Keep the WMS close to standard to reduce upgrade risk. Layer math-driven optimizers for slotting, routing, order grouping, and multi-scale packing. Treat them as apps that read operational data, run algorithms, and return decisions or instructions to mobile devices. The payoff is measurable in days, not months.

"we measured in our projects a move from five to six weeks to get an operator to the expected performance. And then once we deployed the supercharger, it got down to three to four me maximum 5 days."

The automation business case: three levers

Automation returns are volume driven and local to each site:

  • Storage volume: compress the footprint to defer real estate or enable co-location.
  • Throughput: raise hourly order lines and stabilize peak hour performance.
  • Labor economics: substitute scarce or high-cost work with predictable machine time.
    Model all three. In dense European locations, real estate often tips the case toward AS/RS even before labor savings.

Peak volatility: design realistically, flex intelligently

Size systems for credible peaks rather than outliers. For extreme surges, combine:

  • Temporary labor guided by picking and pallet-building apps to prevent congestion.
  • Robotics-as-a-Service to add short-term capacity where transport or buffer tasks are the constraint.
  • Data checks on inbound mix and order profiles to pre-slot for the surge.

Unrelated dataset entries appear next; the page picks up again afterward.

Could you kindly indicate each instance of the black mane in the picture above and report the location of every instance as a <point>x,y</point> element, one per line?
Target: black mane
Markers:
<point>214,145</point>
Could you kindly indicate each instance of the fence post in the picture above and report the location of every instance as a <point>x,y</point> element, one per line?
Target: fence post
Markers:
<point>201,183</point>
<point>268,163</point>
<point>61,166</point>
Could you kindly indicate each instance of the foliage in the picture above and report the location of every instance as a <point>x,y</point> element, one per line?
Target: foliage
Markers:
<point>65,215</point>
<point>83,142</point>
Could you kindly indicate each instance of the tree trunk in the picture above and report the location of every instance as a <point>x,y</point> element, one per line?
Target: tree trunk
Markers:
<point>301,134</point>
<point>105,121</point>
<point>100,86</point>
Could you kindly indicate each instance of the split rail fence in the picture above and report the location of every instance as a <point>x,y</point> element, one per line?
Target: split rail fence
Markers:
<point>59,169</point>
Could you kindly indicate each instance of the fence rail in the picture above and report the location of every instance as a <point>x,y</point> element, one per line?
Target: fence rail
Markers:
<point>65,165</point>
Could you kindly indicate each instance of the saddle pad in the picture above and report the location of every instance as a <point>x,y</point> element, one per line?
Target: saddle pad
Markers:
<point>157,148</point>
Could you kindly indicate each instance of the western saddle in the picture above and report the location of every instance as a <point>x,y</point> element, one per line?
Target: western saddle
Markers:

WMS “vanilla,” algorithms at the edge

Avoid deep WMS custom code. Use external services for optimization so you can upgrade core systems without rework. This aligns well with teams that own specific levers: a slotting product owner, a routing product owner, and a packaging optimization owner, each with KPIs and A/B tests.

Time-to-value and ROI targets

Run a subprocess pilot with a clear baseline. Lock the measurement window. If the tool is interactive guidance, expect floor impact within days once stable data feeds are in place. Target:

  • Interfaced deployments: ROI within twelve months.
  • Non-interfaced, batch-driven pilots: ROI within six months.

Digital twin vs digital shadow

A digital twin is a live, data-linked model that predicts outcomes and can push actions back to execution systems. Most current deployments operate as decision support with a human approving changes. Move toward closed loop gradually:

  1. Start with advisory recommendations.
  2. Autonomize low-risk micro-decisions.
  3. Expand autonomy as data quality and trust improve.

Outlook to 2030: toward a warehouse operating system

Large AS/RS will remain for density and rate. Modular robotics will scale. Competitive advantage will come from an orchestration layer that coordinates people, robots, and inventory in real time, fed by high-quality data and governed by clear safety and service rules. Human roles shift from supervising headcount to operating engineered systems, owning optimization products, and maintaining the model of the facility.